Esteban Aránguiz

Personal information
- Full name: Esteban Wilfredo Aránguiz Sánchez
- Date of birth: 24 September 1948 (age 77)
- Place of birth: Santiago, Chile
- Height: 1.79 m (5 ft 10+1⁄2 in)
- Position: Midfielder

Youth career
- Defensor La Cisterna
- Universidad de Chile

Senior career*
- Years: Team / Apps / (Gls)
- 1967–1973: Universidad de Chile / 118 / (16)
- 1973: San Luis Potosí
- 1974–1975: Miami Toros
- 1976–1982: Universidad de Chile / 174 / (4)
- 1983: Santiago Wanderers / 3 / (0)

International career
- 1967: Chile U20
- 1970–1972: Chile / 2 / (0)

= Esteban Aránguiz =

Chilean footballer

Esteban Wilfredo Aránguiz Sánchez (born 24 September 1948) is a Chilean former football player who played as a midfielder for clubs in Chile, Mexico and the United States.

==Club career==
As a child, Aránguiz was with Defensor La Cisterna before joining Universidad de Chile youth system. Considered a historical player of Universidad de Chile, having played for the club in several seasons, he also played abroad for the Mexican club San Luis Potosí and the American club Miami Toros.

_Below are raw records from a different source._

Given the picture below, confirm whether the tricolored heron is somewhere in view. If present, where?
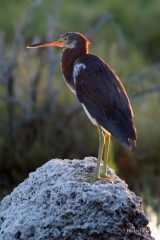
[28,32,136,182]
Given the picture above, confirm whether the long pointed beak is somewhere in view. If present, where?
[27,40,64,48]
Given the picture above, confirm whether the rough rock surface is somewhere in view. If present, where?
[0,157,153,240]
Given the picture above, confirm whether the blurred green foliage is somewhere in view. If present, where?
[0,0,160,221]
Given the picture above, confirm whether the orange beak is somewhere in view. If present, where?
[27,38,65,48]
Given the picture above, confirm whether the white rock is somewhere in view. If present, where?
[0,157,153,240]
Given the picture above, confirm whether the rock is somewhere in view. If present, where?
[0,157,153,240]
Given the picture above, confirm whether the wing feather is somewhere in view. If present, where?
[75,54,136,147]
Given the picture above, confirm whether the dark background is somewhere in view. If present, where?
[0,0,160,232]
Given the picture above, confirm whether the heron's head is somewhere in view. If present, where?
[27,32,90,49]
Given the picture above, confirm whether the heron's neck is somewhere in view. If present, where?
[61,46,88,92]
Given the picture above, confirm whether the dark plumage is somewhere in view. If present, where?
[75,54,136,148]
[29,32,136,182]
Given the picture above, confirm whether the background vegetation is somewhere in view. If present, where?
[0,0,160,227]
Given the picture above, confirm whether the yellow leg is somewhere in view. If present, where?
[101,132,114,183]
[95,123,105,180]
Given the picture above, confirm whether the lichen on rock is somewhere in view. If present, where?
[0,157,153,240]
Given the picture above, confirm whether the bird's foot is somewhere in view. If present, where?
[81,174,114,184]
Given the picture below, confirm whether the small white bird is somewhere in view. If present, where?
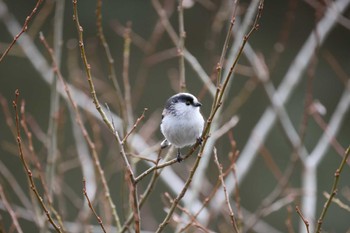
[160,93,204,162]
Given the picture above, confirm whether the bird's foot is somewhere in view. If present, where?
[160,139,171,149]
[176,149,184,163]
[197,137,203,145]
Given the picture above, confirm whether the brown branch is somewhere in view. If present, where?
[12,89,62,233]
[0,0,43,63]
[40,34,120,229]
[121,108,148,144]
[83,178,106,233]
[295,206,310,233]
[214,147,240,232]
[316,146,350,233]
[0,184,23,233]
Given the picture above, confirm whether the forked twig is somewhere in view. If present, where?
[0,184,23,233]
[0,0,43,62]
[83,178,106,233]
[316,146,350,233]
[12,89,62,233]
[40,34,120,229]
[214,147,240,232]
[295,206,310,233]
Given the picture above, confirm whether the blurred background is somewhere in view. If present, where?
[0,0,350,232]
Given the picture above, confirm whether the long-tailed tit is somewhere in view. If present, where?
[160,93,204,162]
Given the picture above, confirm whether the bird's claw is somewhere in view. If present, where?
[176,149,184,163]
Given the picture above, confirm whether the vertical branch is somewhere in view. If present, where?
[40,34,121,229]
[0,184,23,233]
[72,0,114,132]
[13,89,62,233]
[316,146,350,233]
[83,179,106,233]
[0,0,43,63]
[96,0,125,116]
[45,0,64,206]
[295,206,310,233]
[214,147,240,233]
[177,0,186,92]
[114,131,141,233]
[123,22,134,129]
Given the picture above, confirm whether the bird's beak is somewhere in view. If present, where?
[194,102,202,107]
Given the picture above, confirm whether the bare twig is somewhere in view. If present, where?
[40,34,120,228]
[121,108,148,144]
[316,146,350,233]
[323,192,350,212]
[0,184,23,233]
[83,179,106,233]
[96,0,124,116]
[123,22,134,129]
[214,147,240,233]
[0,0,43,62]
[13,90,62,233]
[177,0,186,92]
[295,206,310,233]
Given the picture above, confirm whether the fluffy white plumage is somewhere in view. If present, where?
[160,93,204,161]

His last club was Santiago Wanderers in 1983.

==International career==
Aránguiz represented Chile at under-20 level in the 1967 South American Championship. At senior level, he made two appearances in two friendlies in 1970 and 1972.

==Personal life==
He was nicknamed Toro (Bull) or Torito (Little Bull).